Society and the individual

Hegemony and individualism

After centuries of certainty that the stability of the status quo should be upheld, and that social cohesiveness was foundational, the last quarter of the seventeenth century witnessed an upheaval in attitudes. The disruption of the American and French Revolutions accentuated the Romantic bid for self expression as opposed to reflecting the reason of the community.

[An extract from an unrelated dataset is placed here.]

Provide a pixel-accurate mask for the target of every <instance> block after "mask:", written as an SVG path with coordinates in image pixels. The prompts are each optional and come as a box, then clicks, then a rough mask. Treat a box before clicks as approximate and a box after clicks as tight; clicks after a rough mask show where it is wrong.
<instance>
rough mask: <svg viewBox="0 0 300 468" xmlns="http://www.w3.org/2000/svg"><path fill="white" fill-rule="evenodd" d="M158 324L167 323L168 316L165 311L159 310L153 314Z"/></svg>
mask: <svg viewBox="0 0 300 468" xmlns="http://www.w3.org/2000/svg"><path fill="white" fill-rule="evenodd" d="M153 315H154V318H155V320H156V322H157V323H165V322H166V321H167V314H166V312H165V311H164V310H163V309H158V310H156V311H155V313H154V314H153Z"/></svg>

When Jane Austen wrote Persuasion, the status quo of British society was being disrupted. Jane Austen perceived this as both a welcome opportunity for necessary change, and a threat to those more praiseworthy characteristics which benefitted society as a whole:

  • The satirical presentation of Sir Walter illustrates Jane Austen's perception that the status which the class system bestowed on those with wealth and title, undermined the quality of society as a whole when personal merit was absent
  • Her glowing picture of the navy is summed up in her final authorial comment about its ‘domestic virtues' and ‘national importance'. The navy illustrates the benefit afforded to society when individuals with good character work hard and gain increased status
  • Anne Elliot needs to assert her individuality and independence from her family in order to be true to herself, and to have the best influence on society around her
  • The cold selfishness of Anne's family isolates her and is unhealthy, demonstrating the need of an individual to be set within a healthy community
  • Society's need for individuals to do their duty to family and neighbours is illustrated through Anne's acts of charity throughout the novel.

Reason and feeling

The struggle between reason and feeling was a central concern of Romanticism. In Persuasion (considered the most Romantic of Jane Austen's novels), Austen acknowledges and explores the complex relationship between the two and the need for a healthy balance. In general she uphold those characters who are able to experience and express strong emotion, without entirely being governed by it. It is worth noting that the novel's narrative is dominated by Anne's consciousness in which she wrestles constantly with her feelings:

  • Anne tries to achieve a rational control of her feelings, but the feelings seem to be just beyond her control:
‘she began to reason with herself, and try to be feeling less ….
Alas! With all her reasoning, she found, that to retentive feelings eight years may be little more than nothing.' (Ch.7)
  • Austen shows the connection between feeling and the body when Anne's overwhelming feelings register in her blushing or loss of hearing or speech
  • Mrs. Croft's feelings about being separated from the Admiral result in sufferings of the ‘body or mind' (Ch. 8)
  • Wentworth also struggles with his composure when he finds himself unexpectedly alone with Anne, and when Louisa gets hurt.

Emotional balance

Being entirely governed by emotion and impulse has its dangers, as can be seen in the headstrong desire of Louisa to jump off the Cobb. It is worth noting that part of Louisa's later maturity is demonstrated as emotional restraint and subdued behaviour (much like Marianne in Sense and Sensibility). Upon learning that Benwick indulges his feelings of grief through the reading of poetry, Anne prescribes literature more grounded in reason.

At the same time, Anne criticises William Elliot for his absolute control of emotion which doesn't allow any ‘burst of feeling' and prevents him from exhibiting the openness which she prizes (Ch. 17 / Vol. 2, Ch. 5).